Così l’Antico come depositario di arcane verità riletto in chiave cristiana e tradotto da un’arte non solo perfettamente armonica ma anche permeata da un linguaggio poetico, raffinato e colto, concorse a favorire a Firenze la nascita del mito del Rinascimento come felice e ineguagliata “età dell’oro”. Fu Lorenzo de’ Medici (1449-1492) a prendere le redini della città nel 1469 e ad assicurare a Firenze - novella Atene - un posto centrale nel precario scacchiere della politica europea. Lorenzo il Magnifico fu animatore di un cenacolo di filosofi, umanisti, letterati, poeti e artisti, oltre che di politici e diplomatici, con i quali condusse una politica di prestigio volta a fare di Firenze un centro capace di influenzare i mercati e la vita intellettuale delle maggiori città europee. L’arte, la bellezza e una cultura raffinata assecondarono l’ascesa della dinastia medicea che col suo avvento portò in città un’estrema prosperità e un mecenatismo senza pari.
Opere d’arte, libri, gioielli e beni di lusso, simboli di quella ricchezza, divennero un mezzo di affermazione sociale e un mezzo di scambio attraverso
cui assicurarsi una fitta rete di alleanze a livello europeo.
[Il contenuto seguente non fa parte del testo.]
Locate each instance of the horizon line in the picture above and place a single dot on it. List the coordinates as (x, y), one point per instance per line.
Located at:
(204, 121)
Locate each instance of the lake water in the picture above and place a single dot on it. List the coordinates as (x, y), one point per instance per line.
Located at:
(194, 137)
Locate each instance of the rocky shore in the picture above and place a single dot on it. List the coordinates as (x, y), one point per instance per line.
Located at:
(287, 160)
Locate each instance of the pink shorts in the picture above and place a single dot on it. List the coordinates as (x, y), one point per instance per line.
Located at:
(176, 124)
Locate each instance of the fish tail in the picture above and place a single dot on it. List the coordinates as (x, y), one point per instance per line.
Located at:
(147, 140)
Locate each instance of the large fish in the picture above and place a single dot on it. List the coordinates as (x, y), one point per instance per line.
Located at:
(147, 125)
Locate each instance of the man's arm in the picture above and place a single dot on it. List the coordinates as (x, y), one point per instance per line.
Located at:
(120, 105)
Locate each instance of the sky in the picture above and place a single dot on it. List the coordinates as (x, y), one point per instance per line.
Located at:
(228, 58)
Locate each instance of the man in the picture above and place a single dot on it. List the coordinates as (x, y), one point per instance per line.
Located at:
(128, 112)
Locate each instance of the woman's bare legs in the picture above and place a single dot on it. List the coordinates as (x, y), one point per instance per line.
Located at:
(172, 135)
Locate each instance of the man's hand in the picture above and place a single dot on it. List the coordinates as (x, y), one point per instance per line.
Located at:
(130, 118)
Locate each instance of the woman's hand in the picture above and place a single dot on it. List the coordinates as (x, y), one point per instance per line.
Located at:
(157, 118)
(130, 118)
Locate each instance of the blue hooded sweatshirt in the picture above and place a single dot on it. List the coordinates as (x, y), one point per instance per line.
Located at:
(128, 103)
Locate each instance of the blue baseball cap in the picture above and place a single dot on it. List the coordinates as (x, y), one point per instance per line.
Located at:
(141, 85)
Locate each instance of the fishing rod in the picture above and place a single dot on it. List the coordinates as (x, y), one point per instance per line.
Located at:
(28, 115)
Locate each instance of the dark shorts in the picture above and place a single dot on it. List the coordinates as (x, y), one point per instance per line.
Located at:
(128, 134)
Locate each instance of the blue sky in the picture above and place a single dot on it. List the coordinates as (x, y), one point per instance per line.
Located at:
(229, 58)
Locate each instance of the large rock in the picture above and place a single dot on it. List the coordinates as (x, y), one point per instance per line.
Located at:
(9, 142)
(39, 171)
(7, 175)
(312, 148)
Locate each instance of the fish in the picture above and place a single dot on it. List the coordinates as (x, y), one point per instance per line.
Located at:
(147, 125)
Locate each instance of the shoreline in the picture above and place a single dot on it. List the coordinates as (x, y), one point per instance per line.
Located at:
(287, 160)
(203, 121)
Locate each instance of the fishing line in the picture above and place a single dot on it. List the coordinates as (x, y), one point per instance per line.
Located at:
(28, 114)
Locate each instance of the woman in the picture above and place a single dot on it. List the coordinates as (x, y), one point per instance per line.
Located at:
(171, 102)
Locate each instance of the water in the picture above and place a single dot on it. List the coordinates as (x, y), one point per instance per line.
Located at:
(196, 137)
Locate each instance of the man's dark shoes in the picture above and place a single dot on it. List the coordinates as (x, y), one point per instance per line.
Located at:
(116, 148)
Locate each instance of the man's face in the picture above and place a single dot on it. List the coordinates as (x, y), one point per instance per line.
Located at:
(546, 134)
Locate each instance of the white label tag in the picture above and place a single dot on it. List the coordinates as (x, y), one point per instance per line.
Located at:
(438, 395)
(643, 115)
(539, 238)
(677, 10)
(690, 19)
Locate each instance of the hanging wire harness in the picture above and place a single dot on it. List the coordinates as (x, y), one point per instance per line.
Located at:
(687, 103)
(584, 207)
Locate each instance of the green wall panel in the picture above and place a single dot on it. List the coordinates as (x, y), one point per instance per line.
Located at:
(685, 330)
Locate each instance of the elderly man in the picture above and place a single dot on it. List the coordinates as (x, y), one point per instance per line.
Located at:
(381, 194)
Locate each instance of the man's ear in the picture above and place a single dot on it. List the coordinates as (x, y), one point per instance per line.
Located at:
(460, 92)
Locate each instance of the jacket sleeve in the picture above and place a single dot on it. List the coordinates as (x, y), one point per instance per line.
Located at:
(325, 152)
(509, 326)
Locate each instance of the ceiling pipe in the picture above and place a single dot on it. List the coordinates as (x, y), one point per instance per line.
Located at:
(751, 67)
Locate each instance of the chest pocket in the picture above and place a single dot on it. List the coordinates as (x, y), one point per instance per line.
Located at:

Coinvolte in questo movimento avviato dai Medici verso una supremazia europea ci furono straordinarie personalità. Tra gli artisti più vicini e fedeli
ai Medici si distinse Andrea di Michele di Francesco Cioni, detto il Verrocchio (1434/1437 circa - 1488) il quale «fu ne’ tempi suoi orefice,
prospettivo, scultore, intagliatore, pittore e musico»(1). Non soltanto noto come maestro di Leonardo da Vinci, Andrea fu indubbiamente il maggior artista attivo a Firenze dalla metà degli anni Sessanta del
Quattrocento grazie al favore indiscusso dei Medici. Il suo ingegno multiforme e versatile, sempre alla ricerca di nuove soluzioni formali e
tecnologiche si andava distanziando dal lascito dell’eredità dei grandi maestri come Masaccio, Brunelleschi e Donatello.